Im Herzen der Nazi-Bestie, in Berlin, gibt es eine Widerstandsgruppe um Harro Schulze-Boysen, der im Reichsluftfahrtministerium Zugang zu höchsten Kreisen hat: Luftwaffen-Chef Hermann Göring war sein Trauzeuge. Schulze-Boysen nimmt Kontakt zu den Sowjets auf und seine Widerstandsgruppe wird Teil der „Roten Kapelle“. Eigentlich gibt es verschiedene Zirkel und Freundeskreise um Schulze-Boysen, die ihr Widerstand gegen den Nationalsozialismus verbindet – manche kommunistisch, andere eher bürgerlich-liberal. Doch beschäftigen sie sich nicht nur mit Informationsweitergabe, sondern sie geben illegale Flugschriften heraus, machen nächtliche Klebeaktionen in Berlin, organisieren Verstecke und Fluchtmöglichkeiten für Jüd:innen etc.

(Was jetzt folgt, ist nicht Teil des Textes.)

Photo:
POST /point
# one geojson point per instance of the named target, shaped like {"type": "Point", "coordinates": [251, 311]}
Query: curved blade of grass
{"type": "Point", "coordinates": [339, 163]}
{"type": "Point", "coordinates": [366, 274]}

Hans Coppi ist ein kommunistischer Metallarbeiter, der schon als 18-jähriger zwei Monate im KZ Oranienburg verbracht hat, und 1941 zum Funker der Gruppe ausgebildet wird. 1940 haben Hilde und er geheiratet, die sich im Widerstand kennengelernt haben. Der Film zeigt, wie gemeinsame Überzeugungen eine Gruppe von Freund:innen zusammenschweißen können und wie sie erhobenen Hauptes bereit sind, für diese Überzeugungen in den Tod zu gehen. Durch Gespräche in der Todeszelle zwischen Hilde und einem solidarischen Pfarrer wird der Film sehr emotional. Hilde selbst scheint hauptsächlich ihrer Freunde wegen in der Gruppe mitzuwirken, am Ende wird sie trotzdem als „überzeugte Kommunistin“ verurteilt und hingerichtet. Hildes Zeit im Knast, wo sie noch einen Sohn zur Welt bringt, zeigt deutlich, wie schlimm die Inhaftierten schikaniert, physisch und psychisch gefoltert wurden. Es ist beängstigend zu sehen, mit welcher Gnadenlosigkeit politisch Oppositionelle, vor allem Kommunist:innen, durch das Naziregime verfolgt und getötet wurden. In einer Szene wird auf die Barbarei der KZs – Oranienburg und Ravensbrück werden genannt – angespielt, in denen neben politischen Gegner:innen auch sogenannte „Asoziale“, queere, arme und unkonventionell lebende Menschen systematisch verfolgt wurden. Aber auch hier wird auf Erklärungen verzichtet.
Der Film ist bewegend und sehenswert, aber mehr politische Inhalte hätten ihm gutgetan.